Khabarov's departure marked the end of the period of raids on the Amur and the beginning of a period of attempts at permanent settlement, based on the realization that only thus would the Amur be incorporated into Russia's territories. But the situation in Amuria in the forties and fifties of the seventeenth century was significantly different from the situation in Siberia fifty or sixty years earlier. The defeat of the Khanate of Siberia between 1579 and 1584 had eliminated any element capable of opposing the spread of Russian power from the Urals to the Pacific Coast of northeastern Siberia. In the Amur Valley the situation was more complex. To the south of the river was the Manchu Empire, just reaching the height of its power, whose domains included, even if only nominally, those areas occupied by the natives of the Amur basin. The tactics employed by Poyarkov and Khabarov, which had earlier worked so well in Siberia, could only rouse the Manchus to further action to protect their subjects and their interests. Attempts for Russian settlements at Amur basin:
The Manchus now made further preparations to push the Russians from the Amur. Peking's preparations for the struggle continued apace, and on June 30, 1658, a conflict took place on the Amur just below the mouth of the Sungari. The Manchu victory was due largely to their use of water forces and the evacuation of the natives, which increased the supply difficulties of the Russians at Kumarsk. The Manchu victory of 1658 cleared the Amur of official Cossack bands as far as Nerchinsk (See the map).
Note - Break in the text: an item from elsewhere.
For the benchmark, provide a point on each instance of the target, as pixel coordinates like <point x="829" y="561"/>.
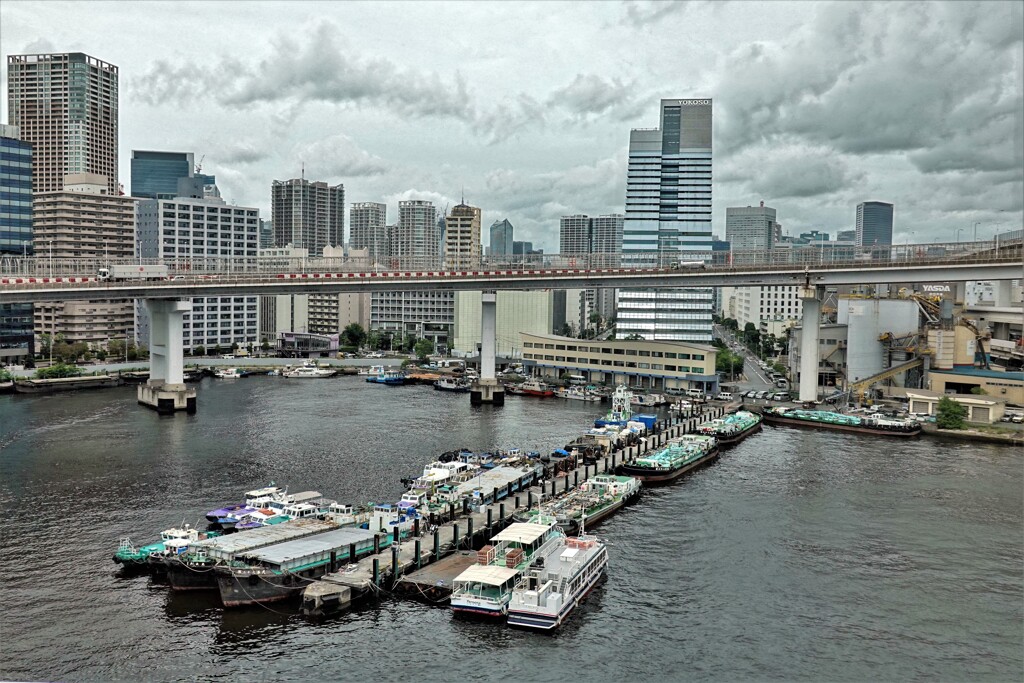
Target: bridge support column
<point x="811" y="299"/>
<point x="166" y="390"/>
<point x="487" y="389"/>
The Russians were at first reluctant to return to the area from which they had been expelled, and their inactivity in Amuria encouraged the Manchus to sink back into inaction. Thus, a favorable situation was created for the return of the Russians in greater force with ideas of a more permanent settlement.
The influx of outlaws further strengthened the Russian hand. The most significant outlaw group was established in Albazin. In late 1665 Polish exile in Siberia killed their guard voevoda and to avoid punishment, the Pole crossed the mountains to the basin of the Amur. There they reached Albazin, the former capital of Albazi. Albazin was build in the form of a square: each side was 120 paces long, with one side facing the Amur. The settlement prospered as a gathering place for Russian adventurers and outlaws. In 1671 Ivan Olukhov was sent from Nerchinsk to take command at Albazin.
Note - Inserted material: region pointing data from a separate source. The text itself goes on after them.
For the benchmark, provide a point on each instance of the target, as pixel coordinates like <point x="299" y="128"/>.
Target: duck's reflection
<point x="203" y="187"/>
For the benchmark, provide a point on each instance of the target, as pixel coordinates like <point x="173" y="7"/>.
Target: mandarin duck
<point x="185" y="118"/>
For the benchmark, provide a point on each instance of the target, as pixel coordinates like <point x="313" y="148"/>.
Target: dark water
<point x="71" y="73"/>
Despite their initial success, the Manchu inability to carry their campaign through to its logical conclusion - complete destruction of the Russian presence in the region, including Nerchinsk - enabled the Russian government to reestablish its authority in the Amur. Expansion in the Ussuri and Sungari regions, made further conflict between Russians and Manchus inevitable.
The Manchu withdrawal after the battle of 1660, their failure to garrison the Amur, and their reluctance to push for total victory in the mid-sixties were the results of lack of proper preparation and consequently a shortage of supplies.
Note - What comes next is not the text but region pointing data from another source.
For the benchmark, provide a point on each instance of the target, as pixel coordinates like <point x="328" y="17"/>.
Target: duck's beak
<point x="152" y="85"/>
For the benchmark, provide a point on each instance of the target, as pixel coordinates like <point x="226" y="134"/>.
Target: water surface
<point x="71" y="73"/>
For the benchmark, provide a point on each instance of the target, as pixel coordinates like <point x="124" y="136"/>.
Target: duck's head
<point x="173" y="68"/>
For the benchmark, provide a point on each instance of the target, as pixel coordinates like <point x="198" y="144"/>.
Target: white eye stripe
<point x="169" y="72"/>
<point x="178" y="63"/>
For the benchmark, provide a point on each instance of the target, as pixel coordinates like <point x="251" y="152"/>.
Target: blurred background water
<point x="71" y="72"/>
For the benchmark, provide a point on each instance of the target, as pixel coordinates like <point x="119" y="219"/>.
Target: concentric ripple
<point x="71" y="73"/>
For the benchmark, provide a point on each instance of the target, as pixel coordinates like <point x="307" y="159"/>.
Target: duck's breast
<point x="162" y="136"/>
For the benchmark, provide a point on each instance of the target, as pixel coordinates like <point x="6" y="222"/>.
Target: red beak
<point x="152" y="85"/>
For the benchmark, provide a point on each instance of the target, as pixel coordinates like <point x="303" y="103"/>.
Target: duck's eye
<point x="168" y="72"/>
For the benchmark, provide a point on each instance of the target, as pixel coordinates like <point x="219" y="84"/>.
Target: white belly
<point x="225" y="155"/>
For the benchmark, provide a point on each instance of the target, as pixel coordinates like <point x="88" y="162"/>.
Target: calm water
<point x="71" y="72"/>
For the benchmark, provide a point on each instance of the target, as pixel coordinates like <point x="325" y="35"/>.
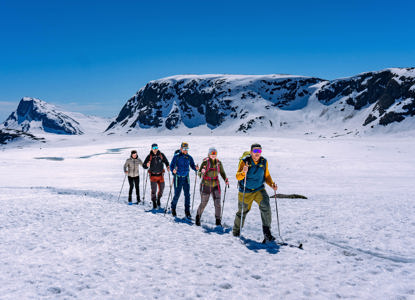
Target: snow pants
<point x="181" y="182"/>
<point x="134" y="181"/>
<point x="205" y="193"/>
<point x="262" y="199"/>
<point x="157" y="181"/>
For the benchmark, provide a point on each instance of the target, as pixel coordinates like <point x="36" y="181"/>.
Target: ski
<point x="299" y="246"/>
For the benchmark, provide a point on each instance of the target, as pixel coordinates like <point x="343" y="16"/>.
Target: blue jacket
<point x="182" y="162"/>
<point x="255" y="177"/>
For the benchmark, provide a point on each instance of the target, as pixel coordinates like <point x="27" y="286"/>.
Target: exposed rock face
<point x="392" y="91"/>
<point x="190" y="101"/>
<point x="9" y="135"/>
<point x="210" y="100"/>
<point x="34" y="114"/>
Positive Manchu policy toward the Russians had to await the stabilization of the Ch'ing dynasty's power inside China. With relative ease and speed the Manchus had entered China in 1644, but at least a generation passed before they succeeded in extending their control throughout the former Ming domains and beyond.
The financial and personnel drain on Manchu resources during the struggle for total control of China was sufficient to prevent the Ch'ing court from developing its northern defenses and opening an anti-Russian front in the Amur Valley. The Manchus then faced two problems to the north. First, the security of the dynasty's territorial base in Manchuria must be maintained, as was impressed upon them by their difficulties with the Chinese rebels. They therefore prevented Chinese colonization of Manchuria until the end of the nineteenth century and made efforts to secure their homeland from Russian incursions. Second, as the new occupants of the dragon throne, the Manchus needed a free hand in Central Asia, particularly in Mongolia and Sinkiang, because Central Asian nomad invasions and raids were a constant threat to any dynastic power in China. As the Russians in southern Siberia maintained close contract with the Mongols and were in a position to intervene in Central Asian affairs at will, Peking needed Russia's neutrality in Central Asian politics and recognition of her own primary role in the region.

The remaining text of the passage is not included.